Podem considerar um desperdício tratar de galinhas numa crônica. As criações de quintal estão sumindo. Em regiões rurais são mantidos os bichos e aves em convívio. Prevalece o espírito de cultura da fauna doméstica.
Amanhecer o dia sacudindo milho, trocando a ração de animais, alisando o dorso de um cavalo, ordenhando as vacas, conversando com bem-te-vis. Coisa considerada anômala para uma época em que somos triturados e “amansados” por vias modernosas, numa rápida desumanização e fuga dos gostosos momentos de comunhão com nossos irmãos como diria São Francisco de Assis. Este, um apaixonado pelos seres criados, tratando-os como irmãos. Hoje, seria considerado um louco, um larápio de convicções e práticas equivocadas capazes de nos tornarmos delas reféns. É só consultar o termômetro das práticas hodiernas: o “mercúrio” marcará acima de quarenta graus de indiferença a tal conversa. Por isso, este texto será desprestigiado por quem pertence de corpo e alma à confraria da insensibilidade para com as práticas fartamente cultivas (até cultuadas) em épocas atrás.

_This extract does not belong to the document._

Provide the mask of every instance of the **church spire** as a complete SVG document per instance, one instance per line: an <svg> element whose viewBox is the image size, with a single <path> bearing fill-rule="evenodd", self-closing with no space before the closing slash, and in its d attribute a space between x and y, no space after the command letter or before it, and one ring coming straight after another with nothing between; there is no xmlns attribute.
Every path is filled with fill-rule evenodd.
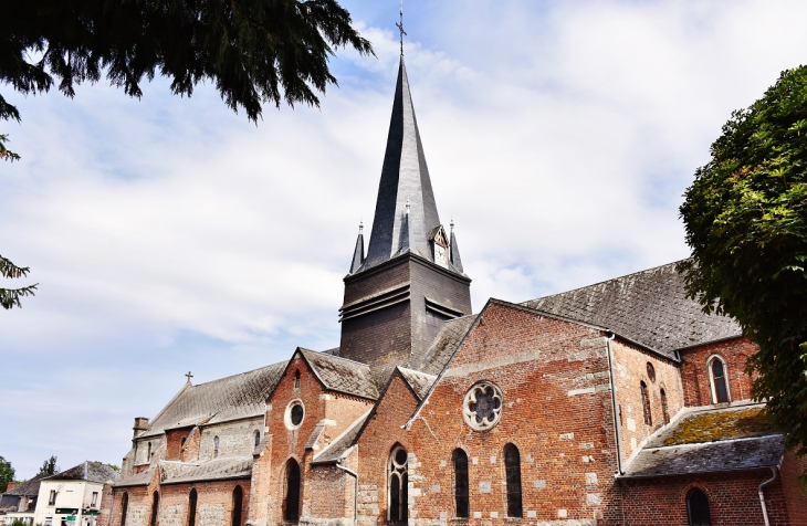
<svg viewBox="0 0 807 526"><path fill-rule="evenodd" d="M409 214L405 218L407 202ZM411 252L433 262L431 238L439 228L440 217L401 56L373 232L363 270L381 264L402 252ZM401 229L407 229L407 232ZM402 244L405 239L407 246Z"/></svg>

Mas, vamos à frente. Quem, nas grandes cidades, escuta o canto de galo? Ou, ao sair, conversa com o papagaio? Cachorros e cadelinhas arrumados nos tops da vida com tosquias e laçarotes são encontrados em passeios. Quando visitamos la Buenos Aires querida, eu e Emília vimos grupos de cães conduzidos pelas praças por pessoas zelosas. |Os chamados “cuidadores” que são pagos para exercerem a profissão. Inusitado, pelo menos para nós. Ignoro tal prática no Brasil.
As galinhas que ciscam na primeira frase habitavam o terreiro de nossa casa, sob as goiabeiras exuberantes. Havia um galo tenor que inchava o peito, batia as asas, sacudia o canto, acordando os moradores da rua para as tarefas diárias. O galinheiro ficava alvoroçado. Dentre elas havia duas: gogó de sola e outra pedrês. A primeira era uma ave pacífica, madura, digamos centrada, tipo “vovó” das outras companheiras. Espécie de responsável pela ordem, afugentando intrusos. A pedrês, bem mais jovem, um encanto. E raridade: punha dois ovos por dia. Disputávamos apanhar o produto posto (molhado, fresquinho) sobre o chão de areia.
Ao nos mudarmos da Rua da Areia, tivemos de nos desfazer das amigas do galinheiro. O que mais me entristeceu foi presenciar a morte da “vovó”. E a pedrês levada num balaio para ser abatida para a panela.